Spooky spider cookies take me right back to the first Halloween party I ever hosted for my little cousins. I wanted something sweet that would make them laugh—and maybe squirm just a little! I had a basic cookie dough ready, and when I spotted a bag of round chocolate candies in the cupboard, I instantly saw spider bodies. A few chocolate legs later, and my spider cookies were crawling their way into everyone’s hearts.

They’ve been a staple at every Halloween gathering since. These cookies are soft, chocolatey, and surprisingly easy to decorate, even if you’re not super crafty. Kids love adding the eyes, and the chocolate drizzle makes them look extra spooky.
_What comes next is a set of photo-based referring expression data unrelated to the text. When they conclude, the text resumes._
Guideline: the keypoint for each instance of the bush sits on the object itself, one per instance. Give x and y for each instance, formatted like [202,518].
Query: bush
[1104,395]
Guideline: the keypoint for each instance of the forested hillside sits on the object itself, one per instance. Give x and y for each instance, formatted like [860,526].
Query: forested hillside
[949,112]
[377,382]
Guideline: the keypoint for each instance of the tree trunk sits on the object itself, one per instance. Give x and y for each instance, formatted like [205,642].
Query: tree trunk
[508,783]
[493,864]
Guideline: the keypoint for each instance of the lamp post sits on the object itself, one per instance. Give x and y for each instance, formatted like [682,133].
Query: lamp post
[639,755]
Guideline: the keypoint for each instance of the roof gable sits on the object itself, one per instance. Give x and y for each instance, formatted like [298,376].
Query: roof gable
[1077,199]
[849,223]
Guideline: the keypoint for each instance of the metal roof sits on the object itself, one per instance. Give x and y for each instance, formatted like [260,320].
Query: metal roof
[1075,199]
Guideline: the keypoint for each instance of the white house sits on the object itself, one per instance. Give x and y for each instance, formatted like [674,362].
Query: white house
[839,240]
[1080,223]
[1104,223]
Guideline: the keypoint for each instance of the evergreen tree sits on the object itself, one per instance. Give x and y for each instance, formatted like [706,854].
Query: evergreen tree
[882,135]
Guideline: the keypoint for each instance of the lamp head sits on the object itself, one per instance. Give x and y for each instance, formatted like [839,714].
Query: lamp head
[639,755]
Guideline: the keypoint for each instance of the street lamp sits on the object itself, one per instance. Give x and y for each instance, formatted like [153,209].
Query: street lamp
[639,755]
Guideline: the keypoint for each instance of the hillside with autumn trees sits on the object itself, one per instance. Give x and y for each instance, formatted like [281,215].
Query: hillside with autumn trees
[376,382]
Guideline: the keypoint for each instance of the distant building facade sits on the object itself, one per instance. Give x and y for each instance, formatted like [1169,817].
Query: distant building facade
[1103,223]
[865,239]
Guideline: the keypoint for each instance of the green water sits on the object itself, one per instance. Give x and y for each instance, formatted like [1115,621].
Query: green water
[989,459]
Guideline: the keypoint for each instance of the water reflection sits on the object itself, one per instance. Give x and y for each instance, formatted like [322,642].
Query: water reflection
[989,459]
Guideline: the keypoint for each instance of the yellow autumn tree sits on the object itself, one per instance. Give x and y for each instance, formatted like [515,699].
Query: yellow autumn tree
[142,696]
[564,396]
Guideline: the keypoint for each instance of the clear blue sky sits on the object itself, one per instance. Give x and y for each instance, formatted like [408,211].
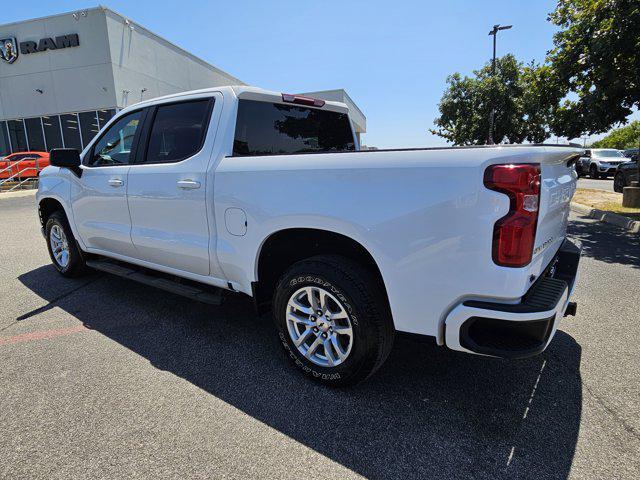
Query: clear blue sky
[391,57]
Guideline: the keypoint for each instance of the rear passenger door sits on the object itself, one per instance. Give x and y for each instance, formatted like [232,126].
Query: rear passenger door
[167,191]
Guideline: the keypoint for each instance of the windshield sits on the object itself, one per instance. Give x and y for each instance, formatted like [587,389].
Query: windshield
[607,153]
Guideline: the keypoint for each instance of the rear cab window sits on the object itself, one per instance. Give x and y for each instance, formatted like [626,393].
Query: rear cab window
[178,131]
[266,128]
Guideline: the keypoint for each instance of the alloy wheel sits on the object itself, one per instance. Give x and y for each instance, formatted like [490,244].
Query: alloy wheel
[319,326]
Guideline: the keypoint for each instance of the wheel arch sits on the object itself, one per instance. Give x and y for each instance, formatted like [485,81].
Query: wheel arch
[47,206]
[283,248]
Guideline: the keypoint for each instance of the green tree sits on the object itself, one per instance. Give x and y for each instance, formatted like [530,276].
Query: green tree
[621,138]
[518,93]
[595,65]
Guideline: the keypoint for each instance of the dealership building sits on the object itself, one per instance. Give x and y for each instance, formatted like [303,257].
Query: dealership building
[63,77]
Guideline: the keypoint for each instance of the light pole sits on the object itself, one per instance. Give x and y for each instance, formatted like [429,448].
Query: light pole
[494,31]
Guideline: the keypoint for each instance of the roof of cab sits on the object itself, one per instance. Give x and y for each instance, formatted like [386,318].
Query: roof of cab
[239,91]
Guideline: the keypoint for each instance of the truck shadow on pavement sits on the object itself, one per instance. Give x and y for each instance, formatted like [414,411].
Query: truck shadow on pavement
[606,242]
[429,412]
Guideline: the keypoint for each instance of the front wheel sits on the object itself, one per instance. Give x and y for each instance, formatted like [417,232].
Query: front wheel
[63,250]
[333,320]
[618,182]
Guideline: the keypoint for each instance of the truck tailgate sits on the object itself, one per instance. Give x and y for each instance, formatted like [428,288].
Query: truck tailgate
[557,186]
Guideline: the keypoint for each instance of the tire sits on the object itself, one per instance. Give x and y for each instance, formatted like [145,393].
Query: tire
[69,260]
[352,292]
[618,182]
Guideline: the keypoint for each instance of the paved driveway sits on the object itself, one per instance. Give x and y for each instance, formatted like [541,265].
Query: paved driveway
[104,378]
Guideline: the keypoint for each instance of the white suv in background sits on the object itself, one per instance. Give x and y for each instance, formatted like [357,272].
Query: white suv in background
[600,162]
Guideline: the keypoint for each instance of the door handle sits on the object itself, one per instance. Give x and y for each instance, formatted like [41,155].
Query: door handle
[115,182]
[188,184]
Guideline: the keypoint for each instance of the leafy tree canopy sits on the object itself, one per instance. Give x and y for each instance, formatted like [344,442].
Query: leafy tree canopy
[516,90]
[595,64]
[622,138]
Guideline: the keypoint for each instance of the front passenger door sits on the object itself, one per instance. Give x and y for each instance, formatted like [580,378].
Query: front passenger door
[99,200]
[168,186]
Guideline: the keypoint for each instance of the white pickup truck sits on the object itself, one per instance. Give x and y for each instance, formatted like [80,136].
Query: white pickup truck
[241,189]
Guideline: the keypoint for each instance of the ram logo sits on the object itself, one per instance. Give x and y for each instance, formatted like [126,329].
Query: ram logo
[9,49]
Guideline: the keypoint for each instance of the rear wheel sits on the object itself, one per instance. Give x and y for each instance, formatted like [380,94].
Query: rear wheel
[63,250]
[618,182]
[333,320]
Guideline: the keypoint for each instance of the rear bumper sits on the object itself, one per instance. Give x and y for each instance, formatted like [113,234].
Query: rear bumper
[522,329]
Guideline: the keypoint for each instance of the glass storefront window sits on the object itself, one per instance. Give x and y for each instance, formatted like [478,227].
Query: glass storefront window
[88,126]
[34,134]
[71,131]
[5,148]
[52,133]
[17,136]
[104,116]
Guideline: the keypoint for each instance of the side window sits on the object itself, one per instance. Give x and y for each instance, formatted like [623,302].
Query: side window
[114,146]
[178,131]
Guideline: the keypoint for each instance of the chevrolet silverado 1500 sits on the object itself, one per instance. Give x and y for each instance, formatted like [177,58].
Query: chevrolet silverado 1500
[240,189]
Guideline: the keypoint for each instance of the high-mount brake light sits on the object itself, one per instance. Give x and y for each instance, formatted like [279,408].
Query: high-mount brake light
[514,234]
[301,100]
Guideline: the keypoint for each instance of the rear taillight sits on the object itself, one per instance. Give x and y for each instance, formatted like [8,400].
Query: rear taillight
[515,233]
[301,100]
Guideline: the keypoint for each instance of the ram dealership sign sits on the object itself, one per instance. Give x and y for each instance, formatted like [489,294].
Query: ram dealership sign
[9,48]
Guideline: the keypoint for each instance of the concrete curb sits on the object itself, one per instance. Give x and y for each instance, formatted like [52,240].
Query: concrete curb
[631,226]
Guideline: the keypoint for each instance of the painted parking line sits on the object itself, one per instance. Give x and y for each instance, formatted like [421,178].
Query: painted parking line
[42,335]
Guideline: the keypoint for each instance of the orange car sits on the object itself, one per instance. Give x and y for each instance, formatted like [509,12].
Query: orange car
[23,164]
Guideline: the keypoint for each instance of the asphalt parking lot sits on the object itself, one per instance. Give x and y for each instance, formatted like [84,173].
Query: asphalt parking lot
[604,184]
[104,378]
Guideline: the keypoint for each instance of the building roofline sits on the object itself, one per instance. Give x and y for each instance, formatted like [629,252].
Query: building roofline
[142,27]
[37,19]
[182,50]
Whether you’re baking for a classroom treat or just making memories in the kitchen, these creepy crawlers always steal the show.
Ingredients
Here’s what I use for this recipe. You can always make substitutions if you prefer!
- All-purpose flour – Gives the cookies structure and chew
- Baking soda – Helps the cookies rise and stay light
- Salt – Balances the sweetness and enhances flavor
- Butter – Adds richness and keeps the cookies soft
- Brown sugar – Creates a chewy, caramel-like texture
- Granulated sugar – Adds crisp edges and sweetness
- Egg – Binds the dough and adds moisture
- Vanilla extract – Rounds out the flavors
- Chocolate chips – For melty goodness and extra flavor
- Round chocolate truffles or candies – These become the spider “bodies”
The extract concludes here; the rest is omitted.